Eliminating Barriers

States are working to break down barriers through education and improving access.

In Alaska, many of the drive-through evening vaccination sites are being changed to Pfizer sites so parents just getting off work can take their kids.

It's also important to get young people to speak to their peers about the importance of vaccines, she said. Some teen groups in Alaska are hosting Zoom calls where they share with children and families why they chose to get vaccinated.

In Maine, Nirav Shah said, "the notion of informed consent applies with equal force to adults as it does with adolescents." But at least in Maine, it is not required that a parent be on site and present during the vaccination itself.

A parent could sign a form allowing the child to be vaccinated in a school-based clinic. Maine also allows verbal consent so a parent can give consent over the phone, Shah said.

Dividing Vaccine Trays

Vaccines going to pediatrician and family medicine offices presents a challenge in that smaller numbers of doses are needed for those venues than at large vaccination sites that get trays of 1,170 Pfizer doses each.

Shah says states have been talking with federal authorities on the need for smaller packaging.

"Breaking the trays up into smaller lot sizes takes a fair amount of effort." Shah said. "We understand that later this month the lot size will be going down to 450."

But even that will be too much for small offices, he said.

Similarly, an effort is being made in Maine to make sure doctors' offices are not limited by their refrigeration capabilities.

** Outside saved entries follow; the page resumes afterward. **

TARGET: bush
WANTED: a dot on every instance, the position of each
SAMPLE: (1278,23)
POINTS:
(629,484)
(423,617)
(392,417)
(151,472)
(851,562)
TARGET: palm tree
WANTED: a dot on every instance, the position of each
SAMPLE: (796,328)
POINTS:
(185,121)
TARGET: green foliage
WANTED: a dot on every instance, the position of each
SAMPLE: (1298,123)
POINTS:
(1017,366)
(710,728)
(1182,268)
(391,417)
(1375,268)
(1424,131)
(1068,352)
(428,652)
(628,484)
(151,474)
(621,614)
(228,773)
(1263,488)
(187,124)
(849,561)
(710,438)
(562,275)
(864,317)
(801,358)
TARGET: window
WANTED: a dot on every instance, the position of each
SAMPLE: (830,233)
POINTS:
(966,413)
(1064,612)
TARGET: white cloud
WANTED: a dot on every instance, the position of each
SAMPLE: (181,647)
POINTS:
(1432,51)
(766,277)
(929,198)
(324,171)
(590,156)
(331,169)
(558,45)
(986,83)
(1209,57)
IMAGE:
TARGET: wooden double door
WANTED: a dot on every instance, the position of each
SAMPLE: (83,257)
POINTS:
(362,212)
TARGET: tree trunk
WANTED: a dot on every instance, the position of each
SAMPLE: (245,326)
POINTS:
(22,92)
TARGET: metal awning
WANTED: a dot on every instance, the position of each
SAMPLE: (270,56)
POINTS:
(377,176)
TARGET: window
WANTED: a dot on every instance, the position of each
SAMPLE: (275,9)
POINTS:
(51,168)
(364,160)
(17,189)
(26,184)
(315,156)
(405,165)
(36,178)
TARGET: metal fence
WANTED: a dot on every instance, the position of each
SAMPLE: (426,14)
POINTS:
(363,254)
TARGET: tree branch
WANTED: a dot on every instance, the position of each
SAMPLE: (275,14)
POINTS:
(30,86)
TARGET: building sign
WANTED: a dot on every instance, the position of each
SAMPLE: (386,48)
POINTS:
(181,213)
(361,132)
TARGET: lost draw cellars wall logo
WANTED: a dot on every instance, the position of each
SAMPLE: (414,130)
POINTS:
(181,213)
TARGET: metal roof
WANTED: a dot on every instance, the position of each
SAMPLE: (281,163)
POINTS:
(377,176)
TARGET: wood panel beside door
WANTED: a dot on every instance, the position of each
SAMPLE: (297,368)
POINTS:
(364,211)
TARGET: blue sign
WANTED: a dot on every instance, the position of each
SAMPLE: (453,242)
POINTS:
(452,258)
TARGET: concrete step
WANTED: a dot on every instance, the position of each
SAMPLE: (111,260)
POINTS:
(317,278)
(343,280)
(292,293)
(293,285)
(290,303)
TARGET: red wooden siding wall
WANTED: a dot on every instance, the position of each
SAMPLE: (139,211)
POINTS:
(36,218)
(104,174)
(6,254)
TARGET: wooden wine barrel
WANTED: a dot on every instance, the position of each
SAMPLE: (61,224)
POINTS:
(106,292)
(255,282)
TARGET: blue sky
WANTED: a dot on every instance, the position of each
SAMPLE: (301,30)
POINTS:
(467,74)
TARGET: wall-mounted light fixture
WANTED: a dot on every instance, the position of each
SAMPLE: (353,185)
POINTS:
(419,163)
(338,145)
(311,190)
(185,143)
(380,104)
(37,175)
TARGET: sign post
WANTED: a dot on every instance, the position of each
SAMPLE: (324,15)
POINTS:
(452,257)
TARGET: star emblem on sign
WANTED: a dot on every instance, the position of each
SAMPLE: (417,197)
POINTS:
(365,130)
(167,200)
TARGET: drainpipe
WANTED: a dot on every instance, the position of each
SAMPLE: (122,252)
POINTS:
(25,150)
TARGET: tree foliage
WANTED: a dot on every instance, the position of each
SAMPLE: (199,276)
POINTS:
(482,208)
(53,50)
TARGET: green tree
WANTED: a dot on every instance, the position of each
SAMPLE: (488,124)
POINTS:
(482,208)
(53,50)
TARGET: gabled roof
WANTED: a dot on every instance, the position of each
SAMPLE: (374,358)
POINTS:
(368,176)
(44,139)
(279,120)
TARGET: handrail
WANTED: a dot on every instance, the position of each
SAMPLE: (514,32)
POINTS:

The Pfizer vaccine must be kept at ultra-cold temperatures that many primary care doctors' offices may not have.

"If they need a cool cube with dry ice, we can furnish that to them," Shah said.

Should They Be Mandated?

Zink said Alaska generally has high acceptance for recommendations around COVID-19 and has no plans to mandate the COVID-19 vaccines for children.

Umair A. Shah, MD, secretary of health at the Washington State Department of Health, said, "Our number one ability to get people vaccinated is for them to be encouraged to do so, to be incentivized to do so, to do everything we can to make the vaccine choice the easy choice," including eliminating language, cultural and access barriers.

However, he said, "in higher education, University of Washington and Washington State University have indicated they are going to require COVID vaccines for kids to come back to school. I do think that is something that is increasingly being looked at."

Though the messages will be tailored differently across the states the bottom line will be the same, Umair Shah said: The vaccines work and they are safe.

But most critically, "Vaccines are our pathway to moving forward and once and for all ending this pandemic," he said.